Thousands of women were coerced into giving their children up for adoption while cut off from their families, made to feel ashamed and subjected to “harsh and isolated” conditions, exploitation and abuse.

Many adoptees grew up believing they had been unwanted by their birth family, and were denied access to their records and medical history.

The Adult Adoptee Movement said the apology marked “a fundamental correction of the narrative on historic adoption practices”.

“This apology is for the adoptees who were taken at their most vulnerable and sent to strangers,” it said. “For those who lost their wider family, medical history, culture, language or nationality … the measure of this apology will not be the words spoken today, but the actions taken tomorrow.”

The government said an apology alone was “not enough” and that £4m would be used to help people access their adoption records, reconnect with family members and create testimonial projects to document the long-term effect on people’s lives.

Starmer said the government would create a national online resource to help people locate adoption records but warned some information “may not be retrievable”.

It has also committed to improving access to mental health support, and creating a lived experience reference group to review progress of its commitments.

The Reform UK MP Sarah Pochin later spoke publicly for the first time about her mother being forced to put a baby up for adoption by the church, saying it was a secret she carried “to her grave”.

“I only found out after her death.
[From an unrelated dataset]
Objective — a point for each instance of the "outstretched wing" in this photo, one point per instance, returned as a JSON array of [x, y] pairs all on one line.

I tried to find my sibling, but drew a blank. I had to pay privately to find him, and we’ve now been united,” said a visibly upset Pochin in the Commons.

The education secretary, Bridget Phillipson, said: “The pain carried by mothers, adopted children and their families who suffered this appalling injustice is unimaginable. Today, on behalf of the British state, we say with one voice: this was wrong, and we are sorry. An apology cannot undo what happened, but it can be the start of real change, alongside providing the practical action, care and support that people need.”

Adoption UK’s chief executive, Emily Frith, said the apology “acknowledges a profound injustice that should never have happened”.

She added: “But words alone are not enough. While today’s investment in improved support is welcome, it is limited in scope and time. An apology should not be the end of this story. It must be the beginning of justice, accountability and lasting change.”

She called on the government to create a “comprehensive programme of redress” including “trauma-informed, lifelong support” for those affected.

Campaigners have been calling on the government to formally apologise for decades – the Church of England and the head of the Catholic church in England and Wales have issued apologies, as have the Welsh and Scottish governments.

In Northern Ireland, work is under way to set up a statutory public inquiry and financial redress scheme relating to mother and baby institutions.

A 2022 report by the UK parliament’s joint committee on human rights recommended a formal state apology and said “the government bears ultimate responsibility for the pain and suffering caused by public institutions and state employees that railroaded mothers into unwanted adoptions”.

But the Conservative government at the time declined to apologise, saying the “state did not actively support these practices” and instead said it was sorry “on behalf of society”.

Starmer’s government said it understood some people’s experiences fell outside the period from 1949 to 1976, when more rigorous consent procedures were introduced, and that it was “deeply upsetting to hear examples where coercive practices continued”.